A review by magicalghoul
The Paper Wasp by Lauren Acampora

mysterious reflective slow-paced
  • Plot- or character-driven? Character
  • Strong character development? No
  • Loveable characters? No
  • Diverse cast of characters? No
  • Flaws of characters a main focus? Yes

2.75

So I liked the descriptions of the audiovisual and dreams, the blurred state of reality and dreams. I also have to bring up the Beautiful prose and the precise, rich imagery.

The use of an unreliable narrator was well done, and Abby's character becomes clear enough the more time we spend with hee- at first presented as a meek follower, later actually condescending to Elise.

But, maybe it's because we don't see Elise from Abby's biased perspective, I kept expecting more from her. She gets no development and seems to prove to be as vapid and hopeless as Abby characterizes her.
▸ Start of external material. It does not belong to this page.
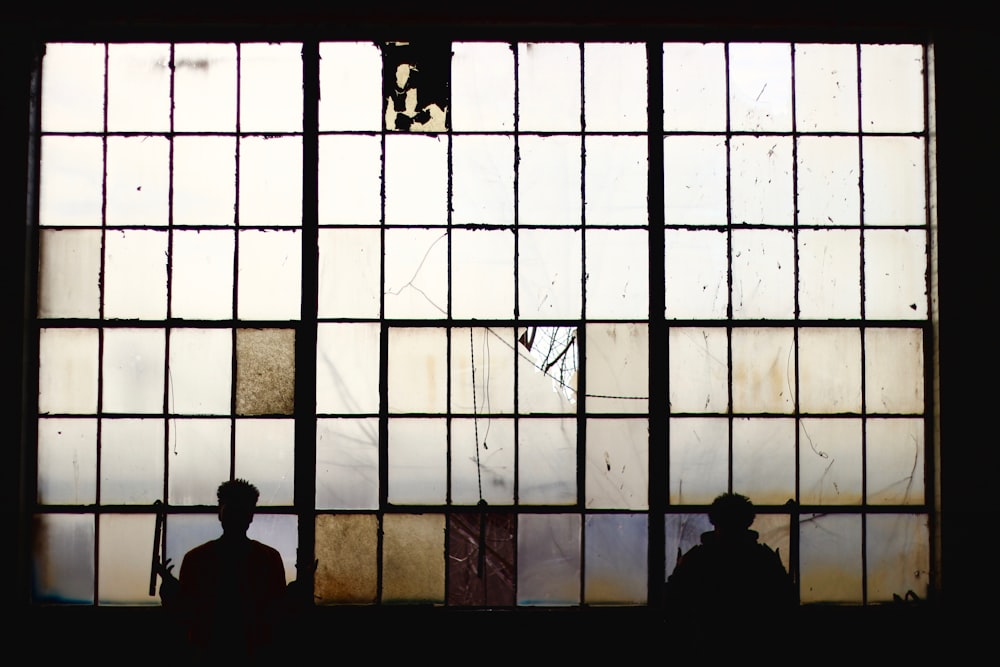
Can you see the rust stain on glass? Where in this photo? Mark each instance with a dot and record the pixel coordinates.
(265, 371)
My favorite passages were the ones about the dreams and premonitions. It's clear early on that Abbie is mentally ill in addition to being avoidant, so the ambiguity of whether her delusions are actually prescient was one that kept me engaged - it's open-ended, but the definitive answer doesn't come until much later (and even that feels like a fever dream, which I also enjoyed).

I wasn't invested in the subplot with Paul, but at least Abbie brought up how exploitative the whole endeavor was.

Through no fault of its own, I personally was expecting something a bit more focused on the relationship between Abby and Elise, so when the second part branched off from them I wasn't really interested in the subplots there.

Instead it felt like it dragged on. I liked the ending, but it came too late, too watered down.

I didn't understand the stylistic choice of using the second person, I kept waiting for a moment where it was used, but it was just an embellishment, looks like.